Indebted to the U.S. Congress by Gus Cosio
8:50 am Monday 1 August 2011
It is the start of a new month, and if one wanted to start a clean slate, he or she should just mark stock positions to market in order to proceed to the new month with a fresh outlook. Two things face me this morning. The first is the start of what people term as the “ghost” month.
Actually, when I lived in Hong Kong and Singapore, the term used was ” month of the hungry ghost” which was the 8th month in the lunar calendar. From what I remember, the belief was that in the month preceding the full moon of mid-autumn, the ghosts of the ancestors hunt around for things to consume because more than half the year was over. Their relatives put out food and burn incense together with fake paper money as a ritual to appease the hungry spirits. This all ends when the full moon of the 9th month appear when many go out with their mid-autumn lanterns to greet the full moon. The second is the more immediate “debt ceiling” impasse in the U.S. which threatens financial markets world wide.

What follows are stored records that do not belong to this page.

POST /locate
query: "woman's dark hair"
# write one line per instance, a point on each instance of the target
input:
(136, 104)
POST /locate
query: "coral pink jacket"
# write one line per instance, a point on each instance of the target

I had been away over the past few days attending a networking conference in Phuket, Thailand with the stock exchanges in the region. What I think they find enviable was that our markets had been quite firm despite weakness in the global during the week that passed. What I think they find a bit disappointing is that our market is a fraction of their markets in terms of number of issues listed and value turnover. Thailand sees the equivalent of more than US$ 1 billion traded everyday. The Vietnam Stock Exchange which had only 2 issues listed in 2002 has around 1,000 issues listed today. The PSE only has 294 listed issues as of today. What is also enviable is the advancement of trading technology in Singapore, Malaysia and Thailand. Their level of on-line access is so overwhelming that I can only expect that in due time, our own local on-line traders will eventually be attracted in trading those markets.

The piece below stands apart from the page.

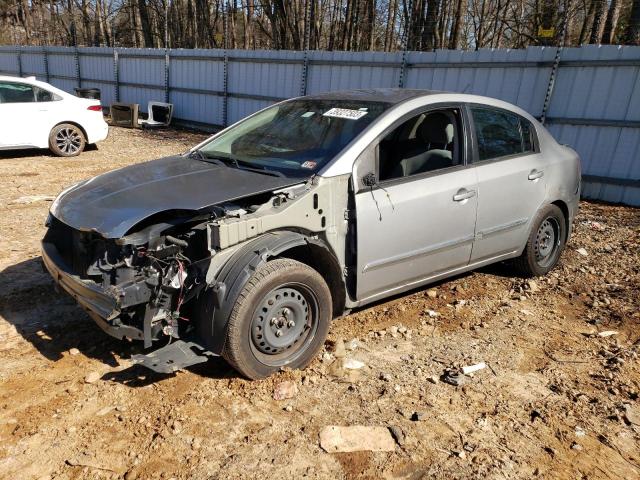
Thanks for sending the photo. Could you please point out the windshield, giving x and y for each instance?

Do not get me wrong. I am not that impressed with Thailand itself. The networking conference was held at the Phuket Hilton which had sprawling grounds and you could cross the street to a very long beach. Actually, I left Thailand thinking that Thai cuisine was over rated. I was at the Marco Polo in Cebu the previous week and the food was miles better than what we had in Phuket and even less expensive. All the buffets at the Phuket Hilton paled in comparison to the buffets that I had in the Cebu Marco Polo. The service was even much better. Imagine, there was not enough hot water when I was showering at night before going to bed. I my late friend, the former president of Hilton International, heard this from me, he would be turning over his grave.
There was one insight that I got during the conference presentations. It was that among the stock markets in the region, the Philippines was the only market with a good selection of mining stocks. It was apparent that in the countries of ASEAN, it was only the Philippines that had the most abundant base and precious metals mineral resource. We are to ASEAN as Australia, Canada and South Africa is to the global market. The Philippines can actually be then mining sector play for the entire region if we are able to present our market properly to the region’s investor base.
As I write, the U.S. congress appears to have come to some agreement on the bi-partisan caucus level. Hopefully, the agreement can hurdle the plenary vote tomorrow. Japanese and U.S. stock futures surged on the news. Our market may follow suit this morning.
Anyway, I will have more to say later on. In the meantime, I just have to make my official summary of the business we can expect from the stock exchanges in the region.